HSBC did not provide details on the corrective IT projects, but in its public statement it put a $700 million price tag on its Know Your Customer (the anti-money laundering law) review over the next five years, and noted it was only the first stage. The bank is also conducting an overhaul of structures, controls and procedures, and has already spent more than $290 million on what it calls "remedial expenses." It also said it had increased spending on AML tech and processes 900% over the past three years, hired ten times as many AML staff, and had "clawed back bonuses" for some senior officers.

Technology analysts say that for a bank of HSBC's size, a review of Know Your Customer files and a subsequent upgrade of tech and policies to correct oversight can be an extensive and costly enterprise-wide undertaking.

"The key for such a project is to use strong analytics that work across potentially hundreds of millions of daily transactions and keep false positive rates to a manageable level while spotting the bad and suspect activity," says Avivah Litan, a vice president and security expert for Gartner.

Neil Katkov, senior vice president, Asia, for Celent, says AML reviews and audits can take many forms. They can look at the financial institution's formal written program and procedures, at the technology and at the bank's controls. "The most exhaustive and expensive type of review is a transaction 'look-back,' which regulators may order a financial institution to carry out if it deems the financial institution's AML processes are lacking," Katkov says.

He says a typical look-back audits past transactions at the financial institution for a period of time — about two years or so — in order to assess the risk of the transactions and use the information to develop a risk-based AML program appropriate to that institution's business, products, customer base and regions of operation. "A number of the major accounting and consulting firms offer look-back services. For a large financial institution, a look-back will cost $1 million for starters," Katkov says. Litan also says the "people, process and organization must be aligned and be able to effectively utilize the technology, which is always the hardest part."

That was indeed the hard part for HSBC, according to the government.

The HSBC money laundering saga has already produced embarrassing details for the bank over the past year, but more spilled out this week from new government documents.

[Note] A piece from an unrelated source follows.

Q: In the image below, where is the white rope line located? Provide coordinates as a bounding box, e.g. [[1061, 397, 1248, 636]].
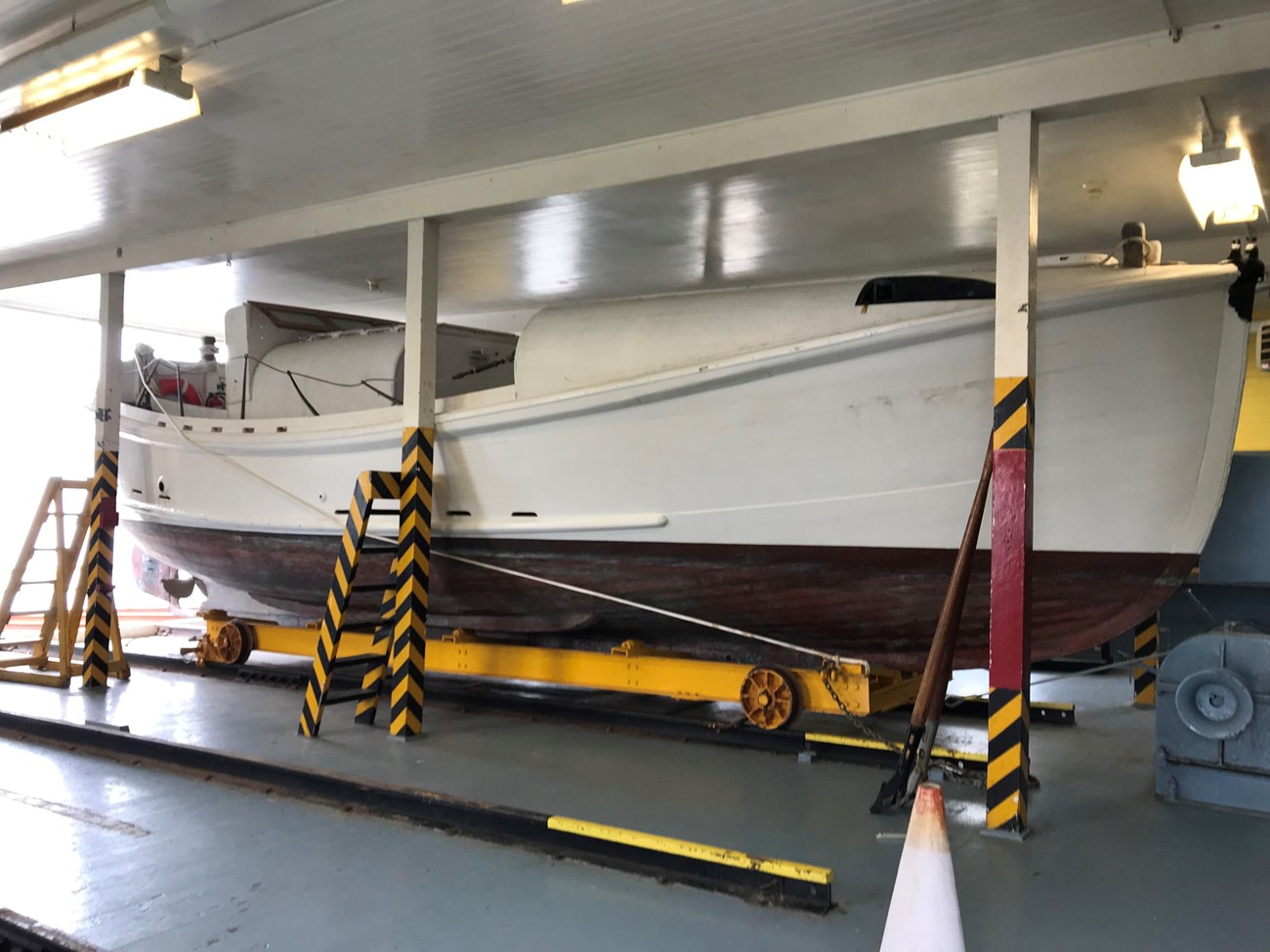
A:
[[132, 356, 870, 676]]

The government says the bank placed Mexico in the lowest risk category and ignored internal warnings of inadequate monitoring. What kinds of warnings? The head of HSBC's Mexican bank was reportedly told that a Mexican drug lord had been recorded saying HSBC Mexico "was the place" to launder money, and that drug traffickers had built special boxes that fit the specifications of the bank's teller windows. Also, the bank's compliance officers were each responsible for hundreds of different customers in the region.

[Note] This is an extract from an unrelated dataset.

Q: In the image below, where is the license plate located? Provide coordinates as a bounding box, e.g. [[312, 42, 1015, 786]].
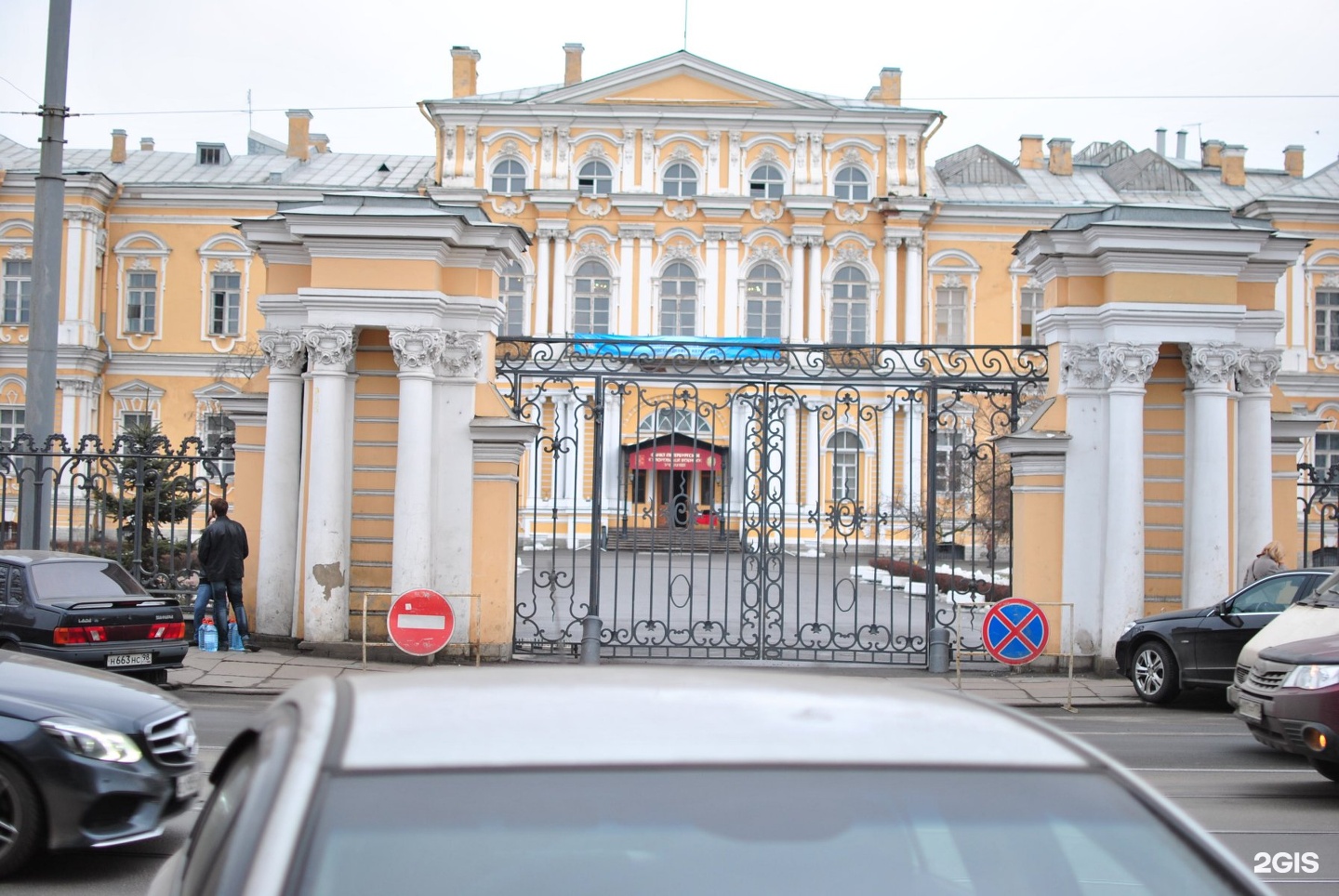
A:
[[107, 653, 154, 668], [176, 774, 200, 799]]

HSBC did not provide an executive for an interview. In its public statement, Stuart Gulliver, HSBC Group Chief Executive, said that "over the last two years, under new senior leadership, we have been taking concrete steps to put right what went wrong and to participate actively with government authorities in bringing to light and addressing these matters."

HSBC can take some solace in that it's not alone in the government's AML dog house. Standard Chartered (STAN) also in the past few days agreed to pay $327 million to the U.S. government, following an earlier $340 million settlement with New York state regulators over AML claims.

Across the industry, spending on AML tech is on the rise. Celent says investments in technology and operations will hit $5.8 billion globally in 2013, up from about $5 billion in 2011. Analysts say it's not a good time for banks to look at AML tech or staff as a place to cut costs.

"The regulators are getting much more heavy-handed, and it's affecting all banks. There is a lot of money being spent on AML right now. So what it means for all banks is they have to pay attention," Litan says.